In the book on Brownian Motion by Yuval Peres, he makes the following claim:
Suppose that $\{ B(t); \ t \geq 0 \}$ is a Brownian Motion and $U$ is an independent random variable, uniformly distributed on $[0, 1]$. Then the process $\{ \tilde{B} (t); \ t \geq 0 \}$ defined as, $$\tilde{B}(t) = \begin{cases} B(t) & \mbox{ if $t \neq U$} \\ 0 & \mbox{ if $t = U$} \end{cases}$$
has the same finite-dimensional distributions as a Brownian motion, but is discontinuous if $B(U) \neq 0$, i.e. with probability one, and hence this process is not a Brownian motion.

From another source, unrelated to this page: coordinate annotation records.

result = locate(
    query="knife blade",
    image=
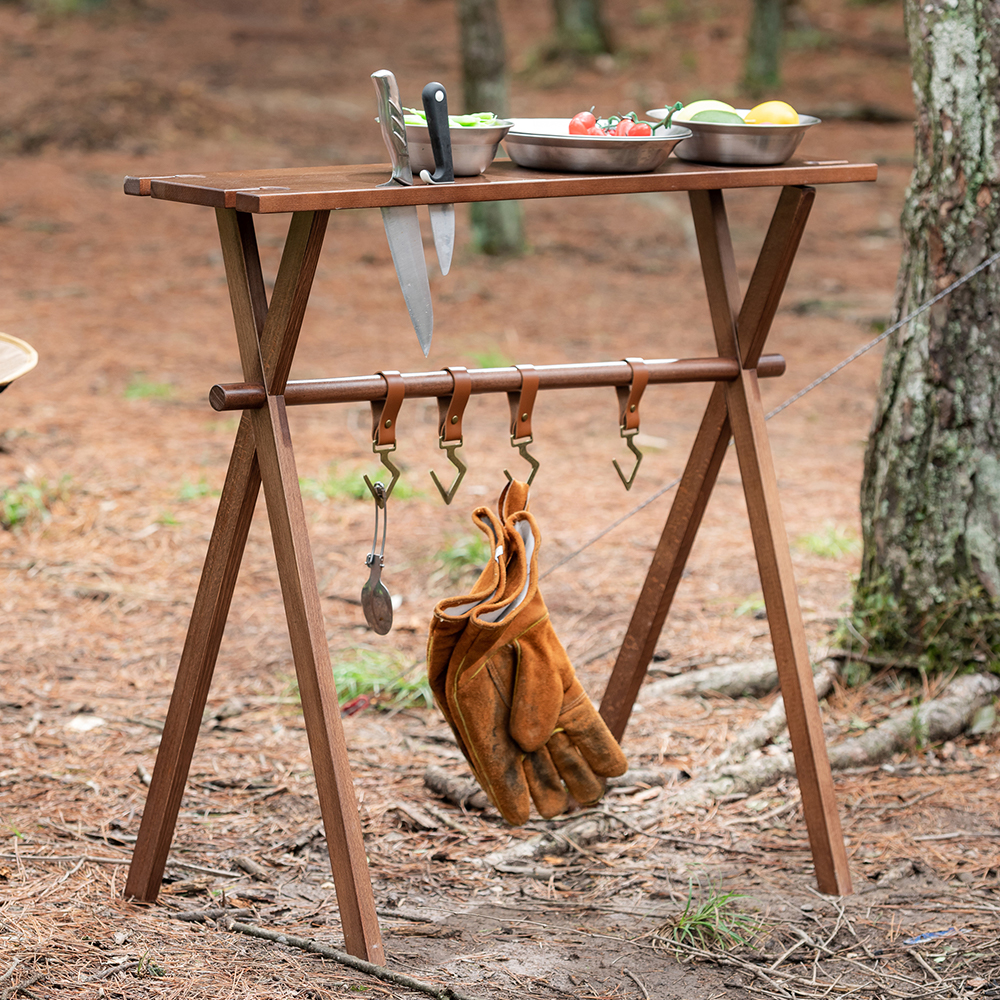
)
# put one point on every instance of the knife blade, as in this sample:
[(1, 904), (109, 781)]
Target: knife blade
[(435, 99), (402, 227)]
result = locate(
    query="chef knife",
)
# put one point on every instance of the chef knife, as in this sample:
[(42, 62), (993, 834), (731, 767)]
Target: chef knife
[(435, 100), (402, 228)]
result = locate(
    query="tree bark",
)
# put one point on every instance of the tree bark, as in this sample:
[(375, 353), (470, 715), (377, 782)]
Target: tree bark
[(930, 498), (762, 68), (497, 226), (580, 29)]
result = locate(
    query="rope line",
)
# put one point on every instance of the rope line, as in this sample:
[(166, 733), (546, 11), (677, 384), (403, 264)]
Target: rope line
[(788, 402)]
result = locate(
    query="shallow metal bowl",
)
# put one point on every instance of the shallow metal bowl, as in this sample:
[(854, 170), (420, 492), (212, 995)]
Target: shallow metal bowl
[(740, 145), (545, 144), (473, 147)]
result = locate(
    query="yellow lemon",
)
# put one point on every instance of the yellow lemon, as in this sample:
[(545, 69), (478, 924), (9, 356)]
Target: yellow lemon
[(690, 110), (772, 113)]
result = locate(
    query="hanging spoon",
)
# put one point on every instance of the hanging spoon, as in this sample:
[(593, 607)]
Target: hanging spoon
[(375, 599)]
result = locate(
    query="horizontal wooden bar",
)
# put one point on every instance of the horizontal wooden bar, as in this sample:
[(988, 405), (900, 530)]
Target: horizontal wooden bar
[(298, 189), (364, 388)]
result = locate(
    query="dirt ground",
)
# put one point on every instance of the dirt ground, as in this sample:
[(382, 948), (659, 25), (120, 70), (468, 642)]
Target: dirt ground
[(116, 460)]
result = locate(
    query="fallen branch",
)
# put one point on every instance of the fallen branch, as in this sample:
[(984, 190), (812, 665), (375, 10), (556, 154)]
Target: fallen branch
[(735, 680), (774, 721), (935, 721), (369, 968), (932, 722), (463, 792)]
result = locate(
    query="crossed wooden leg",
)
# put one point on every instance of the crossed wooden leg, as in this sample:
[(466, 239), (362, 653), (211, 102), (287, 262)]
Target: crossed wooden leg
[(735, 409), (262, 453)]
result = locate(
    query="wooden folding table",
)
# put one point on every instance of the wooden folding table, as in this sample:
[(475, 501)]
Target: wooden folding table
[(267, 333)]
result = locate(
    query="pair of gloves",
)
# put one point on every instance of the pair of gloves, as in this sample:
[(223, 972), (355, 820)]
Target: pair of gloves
[(506, 686)]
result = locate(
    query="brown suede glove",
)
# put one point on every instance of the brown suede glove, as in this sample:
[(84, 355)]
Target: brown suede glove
[(452, 614), (524, 722)]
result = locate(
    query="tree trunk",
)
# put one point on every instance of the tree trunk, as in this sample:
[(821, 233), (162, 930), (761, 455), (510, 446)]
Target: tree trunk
[(497, 226), (762, 69), (930, 498), (580, 29)]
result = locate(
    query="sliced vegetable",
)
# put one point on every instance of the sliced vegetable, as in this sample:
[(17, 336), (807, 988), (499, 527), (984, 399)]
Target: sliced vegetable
[(414, 116)]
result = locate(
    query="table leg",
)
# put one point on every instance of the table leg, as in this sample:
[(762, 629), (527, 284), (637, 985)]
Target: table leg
[(317, 692), (197, 664), (736, 406), (805, 727), (755, 317)]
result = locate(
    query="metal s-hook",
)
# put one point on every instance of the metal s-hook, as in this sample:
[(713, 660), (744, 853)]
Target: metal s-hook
[(384, 414), (522, 403), (450, 410), (628, 405)]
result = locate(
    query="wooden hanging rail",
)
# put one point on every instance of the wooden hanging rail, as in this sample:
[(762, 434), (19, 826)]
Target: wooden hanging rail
[(364, 388)]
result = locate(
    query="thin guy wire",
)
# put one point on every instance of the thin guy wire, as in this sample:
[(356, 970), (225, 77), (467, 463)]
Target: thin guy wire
[(788, 402)]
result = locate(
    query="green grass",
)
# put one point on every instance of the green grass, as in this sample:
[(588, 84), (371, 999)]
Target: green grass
[(462, 557), (196, 491), (139, 387), (361, 670), (750, 607), (713, 921), (830, 542), (30, 500)]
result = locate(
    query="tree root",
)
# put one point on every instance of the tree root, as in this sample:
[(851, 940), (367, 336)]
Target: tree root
[(369, 968), (735, 680), (932, 722)]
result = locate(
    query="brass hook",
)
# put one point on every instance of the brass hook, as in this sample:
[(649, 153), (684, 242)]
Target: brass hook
[(384, 413), (450, 410), (628, 403), (630, 441), (379, 490), (449, 494), (522, 447), (522, 403)]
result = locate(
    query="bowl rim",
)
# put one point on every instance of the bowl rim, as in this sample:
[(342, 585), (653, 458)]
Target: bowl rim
[(674, 133), (495, 124), (804, 121)]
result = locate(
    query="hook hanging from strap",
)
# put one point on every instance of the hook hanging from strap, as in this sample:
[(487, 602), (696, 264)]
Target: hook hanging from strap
[(628, 405), (450, 410), (522, 403), (384, 414)]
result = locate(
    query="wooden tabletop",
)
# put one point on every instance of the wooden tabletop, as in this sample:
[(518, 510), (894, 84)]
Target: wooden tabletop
[(298, 189)]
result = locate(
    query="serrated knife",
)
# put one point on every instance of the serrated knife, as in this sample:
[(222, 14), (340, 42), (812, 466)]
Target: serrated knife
[(435, 99), (402, 228)]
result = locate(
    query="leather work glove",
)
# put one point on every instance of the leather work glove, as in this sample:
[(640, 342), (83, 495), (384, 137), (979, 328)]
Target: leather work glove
[(451, 615), (521, 716)]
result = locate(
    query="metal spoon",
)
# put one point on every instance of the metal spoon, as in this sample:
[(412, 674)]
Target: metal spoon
[(376, 601)]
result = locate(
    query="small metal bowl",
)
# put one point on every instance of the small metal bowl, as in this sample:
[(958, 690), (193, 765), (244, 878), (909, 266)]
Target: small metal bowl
[(740, 145), (545, 144), (473, 147)]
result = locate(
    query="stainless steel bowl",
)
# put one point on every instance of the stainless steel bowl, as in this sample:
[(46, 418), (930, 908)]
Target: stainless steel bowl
[(472, 148), (740, 145), (545, 144)]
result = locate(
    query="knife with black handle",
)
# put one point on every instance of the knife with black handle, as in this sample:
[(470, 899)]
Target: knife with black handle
[(402, 228), (435, 100)]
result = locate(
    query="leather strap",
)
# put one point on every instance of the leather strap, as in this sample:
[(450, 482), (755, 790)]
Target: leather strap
[(629, 395), (451, 408), (385, 411), (522, 403)]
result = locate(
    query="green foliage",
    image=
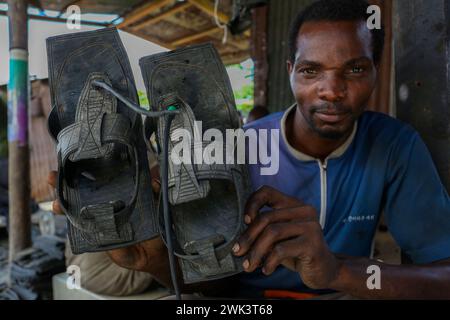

I'm having difficulty in proving that the finite dimensional joint distribution ( basically the joint distribution of $( \ \tilde{B}(t_1), \ \tilde{B}(t_2), \tilde{B}(t_3), \dots \tilde{B}(t_n) \ )$ ) is the same as the finite dimensional distribution of $B(t)$. Can you please give me some clues.
Since
$$\{B_t \neq \tilde{B}_t\} \subseteq \{U=t\}$$
for any $t \geq 0$ we have
$$\bigcup_{j=1}^n \{B_{t_j} \neq \tilde{B}_{t_j}\} \subseteq \bigcup_{j=1}^n \{U=t_j\},$$
and so
$$\mathbb{P}(\exists j \in \{1,\ldots,n\}: B_{t_j} \neq \tilde{B}_{t_j}) \leq \sum_{j=1}^n \mathbb{P}(U=t_j)=0;$$
this implies readily that $(B_t)_{t \geq 0}$ and $(\tilde{B}_t)_{t \geq 0}$ have the same finite dimensional distribution.
Since $(B_t)_{t \geq 0}$ has continuous sample paths, we know that $$\lim_{\substack{s \to U(\omega) \\ s \neq U(\omega)}} \tilde{B}_s(\omega) = \lim_{\substack{s \to U(\omega) \\ s \neq U(\omega)}} B_s(\omega) = B_U(\omega)$$
for almost all $\omega \in \Omega$. This shows that
$$\mathbb{P}(\{\omega; t \mapsto \tilde{B}_t(\omega) \, \, \text{is discontinuous at $t=U(\omega)$}\}) = \mathbb{P}(B_U \neq 0) = 1.$$
In particular, each sample path $t \mapsto \tilde{B}_t(\omega)$ has at least one discontinuity with probability 1.